There is a new project (like the human genome project) called the human connectome project to which the NIH has given $30 million. The hope is to map the connections in the whole human nervous system. Some new experimental procedures seem to make this possible although it will take an enormous amount of work. It also needs the sort of powerful computer systems that now exist to build the map and make it usable the amount of data with be enormous.
Only some corners have been mapped so far. The indications from these starts are that the brain is organized more like a flat network and less like a hierarchy. This is in line with recent thinking and moving away from top-down/bottom-up thinking. There seems to be no top and no bottom. Also being confirmed is the notions of loops and circuits, structures involved in feedback.
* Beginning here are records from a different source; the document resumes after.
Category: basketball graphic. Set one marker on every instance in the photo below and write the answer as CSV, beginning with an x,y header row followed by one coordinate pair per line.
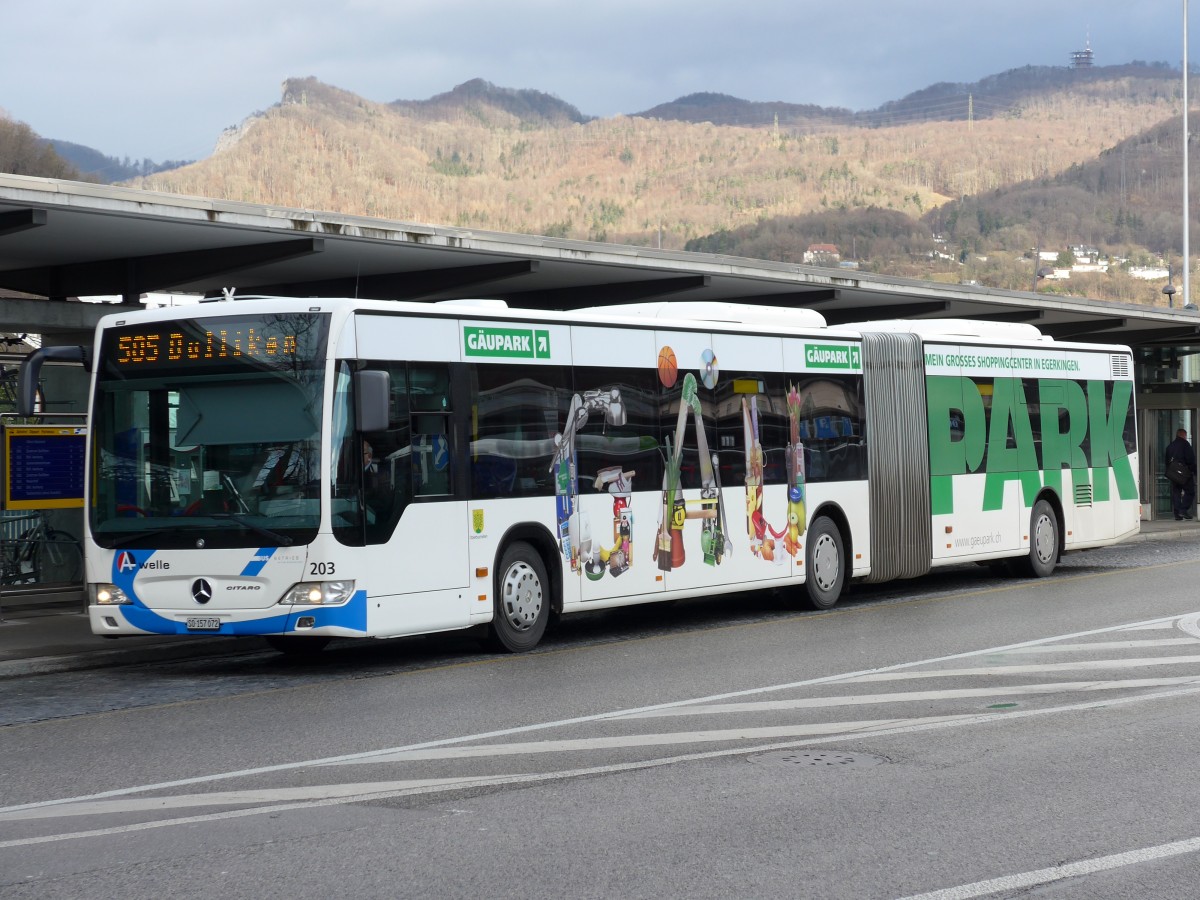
x,y
708,369
669,367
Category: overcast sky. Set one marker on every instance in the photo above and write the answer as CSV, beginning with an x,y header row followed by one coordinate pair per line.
x,y
162,79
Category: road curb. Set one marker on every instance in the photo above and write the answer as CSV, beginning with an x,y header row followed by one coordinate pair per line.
x,y
58,664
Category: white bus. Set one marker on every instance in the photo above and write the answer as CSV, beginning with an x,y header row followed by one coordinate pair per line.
x,y
305,469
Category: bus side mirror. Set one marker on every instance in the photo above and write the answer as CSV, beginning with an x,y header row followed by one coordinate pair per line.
x,y
372,390
30,373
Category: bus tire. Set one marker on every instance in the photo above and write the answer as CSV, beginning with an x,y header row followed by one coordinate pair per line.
x,y
298,646
825,564
521,606
1043,543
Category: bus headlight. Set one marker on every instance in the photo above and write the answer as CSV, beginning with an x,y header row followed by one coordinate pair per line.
x,y
108,594
318,593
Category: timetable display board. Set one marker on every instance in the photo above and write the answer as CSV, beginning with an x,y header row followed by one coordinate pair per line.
x,y
43,466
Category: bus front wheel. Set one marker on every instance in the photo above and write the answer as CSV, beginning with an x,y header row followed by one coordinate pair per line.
x,y
521,606
825,563
1043,543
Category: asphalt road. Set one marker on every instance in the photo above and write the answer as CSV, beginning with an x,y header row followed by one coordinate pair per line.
x,y
955,733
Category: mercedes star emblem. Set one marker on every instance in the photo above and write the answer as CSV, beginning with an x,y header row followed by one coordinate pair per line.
x,y
202,592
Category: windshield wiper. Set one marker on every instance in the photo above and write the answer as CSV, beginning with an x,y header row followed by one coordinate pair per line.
x,y
125,540
280,539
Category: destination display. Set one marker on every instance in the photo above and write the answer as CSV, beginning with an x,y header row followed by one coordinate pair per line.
x,y
285,341
45,466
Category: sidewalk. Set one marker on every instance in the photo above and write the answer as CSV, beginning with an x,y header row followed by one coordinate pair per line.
x,y
49,633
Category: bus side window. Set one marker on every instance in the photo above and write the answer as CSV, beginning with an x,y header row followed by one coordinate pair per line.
x,y
429,387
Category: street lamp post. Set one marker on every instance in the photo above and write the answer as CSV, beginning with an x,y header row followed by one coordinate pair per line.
x,y
1187,255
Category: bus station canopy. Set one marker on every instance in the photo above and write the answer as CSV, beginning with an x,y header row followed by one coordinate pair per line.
x,y
61,240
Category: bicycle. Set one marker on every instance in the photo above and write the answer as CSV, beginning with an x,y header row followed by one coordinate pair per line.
x,y
35,553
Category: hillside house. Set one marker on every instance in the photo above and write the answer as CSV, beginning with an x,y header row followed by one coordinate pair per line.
x,y
821,255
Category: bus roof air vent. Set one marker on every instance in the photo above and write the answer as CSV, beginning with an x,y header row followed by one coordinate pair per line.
x,y
717,311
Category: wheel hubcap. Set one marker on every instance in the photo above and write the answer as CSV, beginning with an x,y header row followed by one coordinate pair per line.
x,y
1043,539
825,562
522,595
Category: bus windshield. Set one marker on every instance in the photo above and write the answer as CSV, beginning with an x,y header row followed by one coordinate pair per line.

When I was young, the brain is envisaged as a telephone exchange, then as a computer, but now the analogy is with the internet. The idea is that there are a large number of ways to get from any one neuron to another and back again. We are now seeing the first experimental evidence for this new way of seeing the brain.
The basic connections are made during the development of the nervous system. There is a complicated dance of migrating cells forming layers, sheets, grids and knots. Mistakes in this process cause some very serious conditions. Then, with the person born into and living in the real world, this structure of connections is tailored in each individual. Connections are lost and gained to fit a particular person’s age, history, surroundings, culture, language and so on. The original basic architecture is not lost in this tailoring and learning process. Useful links are strengthened and useless ones weakened or lost, but the structure remains.
We can assume that there will be surprises along the way to this map just as there were with the human genome project. Perhaps we will be able to see the architecture of consciousness in a few years.